Since Marlow was too shy even to look at Kate’s face when he thought she was a member of his own class (and a potential wife), Kate has managed to turn his prejudices about class to her own advantage. While Marlow thinks he is flirting with someone of lower social standing, in fact Kate’s deception has given her power over him. He now feels more at ease and eagerly talks to the “barmaid” about Kate Hardcastle. Because Marlow is attracted to her now, Kate can see that the awkwardness of their first conversation isn’t conclusive proof that they won’t like each other.
Kate, still playing the role of barmaid, says that it sounds like he is a real ladies’ man. He says he is; the women in town call him a Rattle, and he spends time at a club with a bunch of jolly, older women.
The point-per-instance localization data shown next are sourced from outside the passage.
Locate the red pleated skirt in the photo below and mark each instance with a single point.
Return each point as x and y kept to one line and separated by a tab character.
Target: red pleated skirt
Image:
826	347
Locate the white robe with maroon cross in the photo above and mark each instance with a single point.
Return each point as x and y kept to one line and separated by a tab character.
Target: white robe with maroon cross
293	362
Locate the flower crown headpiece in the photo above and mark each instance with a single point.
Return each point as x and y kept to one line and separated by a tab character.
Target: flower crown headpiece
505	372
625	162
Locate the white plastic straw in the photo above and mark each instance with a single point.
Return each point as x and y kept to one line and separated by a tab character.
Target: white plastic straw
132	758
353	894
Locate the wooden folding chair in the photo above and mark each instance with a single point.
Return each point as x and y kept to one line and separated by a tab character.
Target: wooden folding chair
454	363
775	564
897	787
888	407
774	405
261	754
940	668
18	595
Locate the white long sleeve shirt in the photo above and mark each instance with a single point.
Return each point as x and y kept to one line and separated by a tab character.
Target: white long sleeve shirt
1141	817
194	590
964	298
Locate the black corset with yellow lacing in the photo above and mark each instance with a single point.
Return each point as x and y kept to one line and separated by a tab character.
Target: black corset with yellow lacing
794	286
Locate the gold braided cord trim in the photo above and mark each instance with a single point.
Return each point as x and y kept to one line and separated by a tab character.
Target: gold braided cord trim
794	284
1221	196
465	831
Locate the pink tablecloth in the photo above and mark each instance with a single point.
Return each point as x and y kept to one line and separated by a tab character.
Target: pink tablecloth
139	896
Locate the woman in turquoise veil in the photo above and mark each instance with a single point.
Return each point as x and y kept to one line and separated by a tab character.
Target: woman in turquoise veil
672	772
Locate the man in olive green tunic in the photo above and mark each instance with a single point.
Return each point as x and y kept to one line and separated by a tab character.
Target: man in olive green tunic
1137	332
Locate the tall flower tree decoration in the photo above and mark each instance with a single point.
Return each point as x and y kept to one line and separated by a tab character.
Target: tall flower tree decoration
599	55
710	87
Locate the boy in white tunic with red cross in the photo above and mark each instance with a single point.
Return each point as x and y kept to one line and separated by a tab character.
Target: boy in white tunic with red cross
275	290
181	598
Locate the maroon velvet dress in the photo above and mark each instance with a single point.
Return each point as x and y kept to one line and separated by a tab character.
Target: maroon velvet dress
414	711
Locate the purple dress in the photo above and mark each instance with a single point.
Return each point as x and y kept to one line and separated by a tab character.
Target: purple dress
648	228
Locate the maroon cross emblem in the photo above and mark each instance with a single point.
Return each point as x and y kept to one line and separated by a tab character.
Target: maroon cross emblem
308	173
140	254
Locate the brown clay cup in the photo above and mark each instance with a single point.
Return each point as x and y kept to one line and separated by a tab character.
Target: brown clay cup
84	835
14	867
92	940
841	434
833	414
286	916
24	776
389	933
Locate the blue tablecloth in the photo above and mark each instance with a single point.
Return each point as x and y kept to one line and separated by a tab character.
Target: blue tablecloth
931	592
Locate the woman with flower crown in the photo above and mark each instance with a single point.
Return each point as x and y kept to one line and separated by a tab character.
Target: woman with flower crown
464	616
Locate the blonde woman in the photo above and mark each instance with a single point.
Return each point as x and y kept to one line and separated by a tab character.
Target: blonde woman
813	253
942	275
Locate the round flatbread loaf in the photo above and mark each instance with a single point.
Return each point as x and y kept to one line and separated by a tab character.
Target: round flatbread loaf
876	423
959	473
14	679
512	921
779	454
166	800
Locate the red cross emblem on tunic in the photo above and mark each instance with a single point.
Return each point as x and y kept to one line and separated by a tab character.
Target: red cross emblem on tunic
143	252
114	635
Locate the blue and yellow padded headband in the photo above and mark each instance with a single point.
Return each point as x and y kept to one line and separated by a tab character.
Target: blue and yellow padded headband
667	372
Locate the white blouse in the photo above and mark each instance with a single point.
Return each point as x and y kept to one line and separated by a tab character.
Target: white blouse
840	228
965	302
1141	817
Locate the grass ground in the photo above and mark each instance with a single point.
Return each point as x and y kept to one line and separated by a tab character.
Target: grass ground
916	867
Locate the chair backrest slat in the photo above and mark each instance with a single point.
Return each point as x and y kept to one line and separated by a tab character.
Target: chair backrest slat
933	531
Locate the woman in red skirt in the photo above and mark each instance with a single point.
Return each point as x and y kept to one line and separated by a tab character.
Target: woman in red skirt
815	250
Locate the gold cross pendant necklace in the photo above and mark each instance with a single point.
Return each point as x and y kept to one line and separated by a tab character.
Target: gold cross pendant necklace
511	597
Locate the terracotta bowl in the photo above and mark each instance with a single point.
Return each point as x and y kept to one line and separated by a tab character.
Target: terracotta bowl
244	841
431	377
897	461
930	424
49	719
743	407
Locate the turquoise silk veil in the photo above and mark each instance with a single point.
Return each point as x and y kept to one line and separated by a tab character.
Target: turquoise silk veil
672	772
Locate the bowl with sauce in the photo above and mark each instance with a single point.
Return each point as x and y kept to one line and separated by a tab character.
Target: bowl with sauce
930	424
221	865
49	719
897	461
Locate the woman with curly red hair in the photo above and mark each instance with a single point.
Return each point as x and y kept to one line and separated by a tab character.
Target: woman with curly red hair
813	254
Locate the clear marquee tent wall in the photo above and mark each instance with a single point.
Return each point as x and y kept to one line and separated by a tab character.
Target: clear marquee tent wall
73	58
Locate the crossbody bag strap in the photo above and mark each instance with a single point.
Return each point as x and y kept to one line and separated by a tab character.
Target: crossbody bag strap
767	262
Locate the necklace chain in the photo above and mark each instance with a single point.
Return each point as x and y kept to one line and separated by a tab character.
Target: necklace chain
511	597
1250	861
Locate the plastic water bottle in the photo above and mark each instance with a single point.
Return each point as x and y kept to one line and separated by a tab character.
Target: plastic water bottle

Kate laughs at this, and Marlow worries that she is laughing at him, but she explains that she can’t imagine how the women have time to take care of their families when they spend time drinking with him. Marlow is reassured that Kate is not laughing at him. He asks if she works, and she says she embroidered everything in the house. He says he wants her to show him her work, and grabs her. She struggles to escape his grasp.
Marlow describes something between a brothel and an inn, where he spends a good deal of time with lower-class women in front of whom he is not self-conscious. In keeping with popular assumptions of the time, Marlow believes that most lower-class women are sexually promiscuous. Clearly, this assumption informs his interaction with the disguised Kate. Although his behavior would perhaps be frowned upon by modern audiences, to Kate it shows that he has passion and energy and is not always crippled by shyness.
Hardcastle walks into the room and is shocked to see Marlow groping Kate. Marlow curses his bad luck at being caught by the innkeeper and leaves the room. Agitated, Hardcastle asks Kate if this is the modest, shy man she described. Kate says that her father should trust her, and that she will prove Marlow to be as he was described. Hardcastle is difficult to convince, saying he wants to throw Marlow out of his house. Kate says she needs an hour to persuade her father, and he grants this, but says that Kate must promise to be transparent with him. Kate agrees, saying she has always been proud to do as he tells her, because he is so kind.
While young lower-class women of this era were assumed to be promiscuous, a high value was placed on protecting young upper-class women from any kind of sexual experience that might be seen as indiscrete. The fact that Kate is able to persuade her father not to throw Marlow out of the house after Hardcastle sees Marlow trying to force himself on Kate is a sign of Hardcastle’s trust and respect for his daughter.